Trans-Saharan Slave Trade

Grade levels:

CONTENT STATEMENT

  1. The advent of the trans-Saharan slave trade had profound effects on both West and Central Africa and the receiving societies.

CONTENT ELABORATION

Slavery existed in Africa long before the arrival of Europeans. Africans became slaves through debt or from being captured in warfare. For centuries, Africans were sold by their rulers to Arab traders who moved them across the Sahara to North Africa to sell in Mediterranean countries. Many Africans died during the transport across the desert.

Unlike the Atlantic slave trade, this form of slavery was not race-based. Slaves were more like indentured servants and there was more assimilation of slaves into the culture of North Africa due to the large number of integrated marriages. Slaves generally served as servants or soldiers in contrast to the harsh conditions for slaves in the Americas.

The trans-Saharan slave trade contributed to the development of powerful African states on the southern fringes of the Sahara and in the East African interior. Rulers who sold slaves grew wealthy.

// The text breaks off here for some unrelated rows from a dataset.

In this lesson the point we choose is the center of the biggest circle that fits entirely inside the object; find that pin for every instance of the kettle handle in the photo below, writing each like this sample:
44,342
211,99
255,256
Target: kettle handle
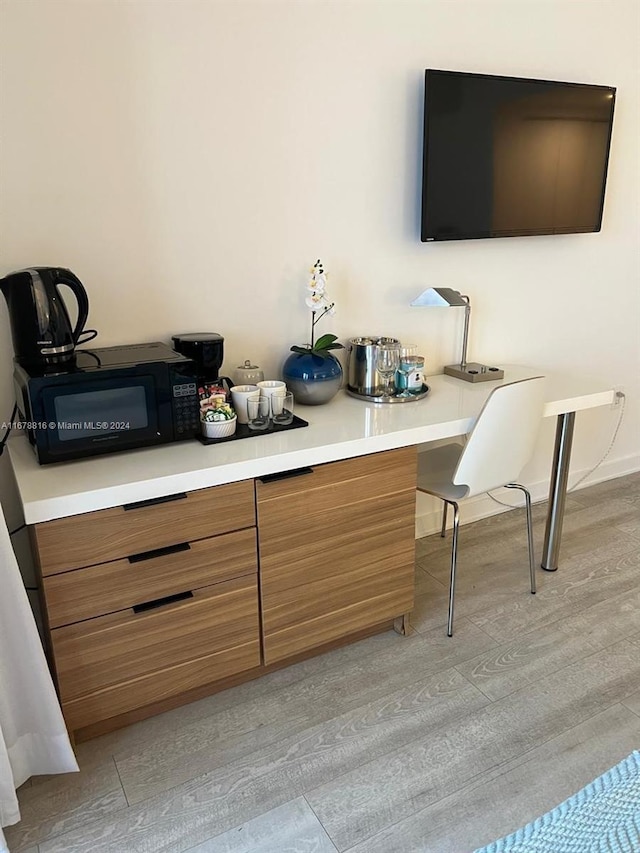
65,276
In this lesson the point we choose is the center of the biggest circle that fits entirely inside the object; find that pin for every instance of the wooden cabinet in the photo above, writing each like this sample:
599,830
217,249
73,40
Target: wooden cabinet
337,547
149,601
154,603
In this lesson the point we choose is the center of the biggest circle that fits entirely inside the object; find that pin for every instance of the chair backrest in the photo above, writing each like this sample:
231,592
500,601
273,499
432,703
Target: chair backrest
503,437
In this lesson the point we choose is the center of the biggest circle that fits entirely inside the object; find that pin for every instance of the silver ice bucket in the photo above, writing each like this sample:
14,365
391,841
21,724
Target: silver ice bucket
362,375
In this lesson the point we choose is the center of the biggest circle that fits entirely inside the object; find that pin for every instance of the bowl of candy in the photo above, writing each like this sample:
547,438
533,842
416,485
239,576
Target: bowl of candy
218,419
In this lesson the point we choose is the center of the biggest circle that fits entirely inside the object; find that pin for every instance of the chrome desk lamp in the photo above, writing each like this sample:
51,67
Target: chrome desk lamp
472,371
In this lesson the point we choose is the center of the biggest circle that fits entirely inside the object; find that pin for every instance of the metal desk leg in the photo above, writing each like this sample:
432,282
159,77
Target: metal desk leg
558,491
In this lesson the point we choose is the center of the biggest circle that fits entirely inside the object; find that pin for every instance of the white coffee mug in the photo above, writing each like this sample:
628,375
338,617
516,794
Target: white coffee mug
239,395
272,386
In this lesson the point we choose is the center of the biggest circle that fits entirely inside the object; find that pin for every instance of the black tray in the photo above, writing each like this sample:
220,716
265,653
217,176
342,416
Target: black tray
243,431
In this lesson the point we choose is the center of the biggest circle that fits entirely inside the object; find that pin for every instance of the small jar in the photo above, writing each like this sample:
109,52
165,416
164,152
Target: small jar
248,374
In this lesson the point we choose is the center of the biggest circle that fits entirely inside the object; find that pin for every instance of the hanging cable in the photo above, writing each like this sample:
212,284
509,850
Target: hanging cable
622,398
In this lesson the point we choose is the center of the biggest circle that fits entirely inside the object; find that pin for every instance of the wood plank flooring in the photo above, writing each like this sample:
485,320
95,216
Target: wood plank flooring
423,744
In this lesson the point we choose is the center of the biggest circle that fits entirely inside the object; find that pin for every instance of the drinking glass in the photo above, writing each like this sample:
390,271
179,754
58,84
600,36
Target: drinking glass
258,411
282,408
387,363
406,367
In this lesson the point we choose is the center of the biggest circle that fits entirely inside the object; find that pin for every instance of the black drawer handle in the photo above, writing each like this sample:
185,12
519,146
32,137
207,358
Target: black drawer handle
159,552
160,602
154,501
285,475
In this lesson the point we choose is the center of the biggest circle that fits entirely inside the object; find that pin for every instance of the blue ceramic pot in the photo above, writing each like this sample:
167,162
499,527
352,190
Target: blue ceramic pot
312,379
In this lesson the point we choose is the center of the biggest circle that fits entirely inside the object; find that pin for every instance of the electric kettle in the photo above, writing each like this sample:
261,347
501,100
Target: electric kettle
40,324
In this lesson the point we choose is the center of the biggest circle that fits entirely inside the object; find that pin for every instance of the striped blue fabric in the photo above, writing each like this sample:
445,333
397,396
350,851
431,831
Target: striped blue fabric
604,817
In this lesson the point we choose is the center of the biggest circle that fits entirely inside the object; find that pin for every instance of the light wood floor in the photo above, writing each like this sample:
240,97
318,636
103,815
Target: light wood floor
393,744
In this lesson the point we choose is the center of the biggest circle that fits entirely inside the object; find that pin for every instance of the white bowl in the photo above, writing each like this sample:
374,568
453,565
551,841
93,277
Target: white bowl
219,429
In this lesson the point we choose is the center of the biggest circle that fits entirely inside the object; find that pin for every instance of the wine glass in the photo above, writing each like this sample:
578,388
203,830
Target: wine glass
406,367
387,362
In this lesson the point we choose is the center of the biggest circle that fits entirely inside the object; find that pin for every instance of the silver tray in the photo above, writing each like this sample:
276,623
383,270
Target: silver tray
380,399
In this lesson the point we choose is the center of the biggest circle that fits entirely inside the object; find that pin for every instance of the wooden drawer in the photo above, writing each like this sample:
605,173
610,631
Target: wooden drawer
300,619
332,541
118,585
109,534
113,664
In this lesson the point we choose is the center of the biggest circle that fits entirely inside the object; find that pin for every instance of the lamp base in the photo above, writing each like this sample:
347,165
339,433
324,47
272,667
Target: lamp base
474,372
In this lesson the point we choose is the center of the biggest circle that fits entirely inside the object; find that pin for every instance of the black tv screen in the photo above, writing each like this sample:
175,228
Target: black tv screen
510,157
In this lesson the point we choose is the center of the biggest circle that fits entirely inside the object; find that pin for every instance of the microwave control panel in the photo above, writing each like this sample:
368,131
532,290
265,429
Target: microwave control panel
186,410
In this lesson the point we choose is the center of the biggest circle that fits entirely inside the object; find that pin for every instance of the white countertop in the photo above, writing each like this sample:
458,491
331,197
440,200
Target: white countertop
341,429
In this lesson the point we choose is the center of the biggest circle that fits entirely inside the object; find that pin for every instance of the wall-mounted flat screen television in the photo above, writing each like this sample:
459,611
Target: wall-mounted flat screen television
512,157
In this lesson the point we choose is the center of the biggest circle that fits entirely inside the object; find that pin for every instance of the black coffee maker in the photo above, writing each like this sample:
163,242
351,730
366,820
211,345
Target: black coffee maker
40,324
207,350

This content serves as a foundational understanding of the slave trade as students will study the trans-Atlantic slave trade in grade eight. The trans-Saharan slave trade in Africa contributed to the European rationale for the trans-Atlantic slave trade.

EXPECTATIONS FOR LEARNING

Describe the trans-Saharan slave trade and explain the effects on both West and Central Africa and the receiving societies.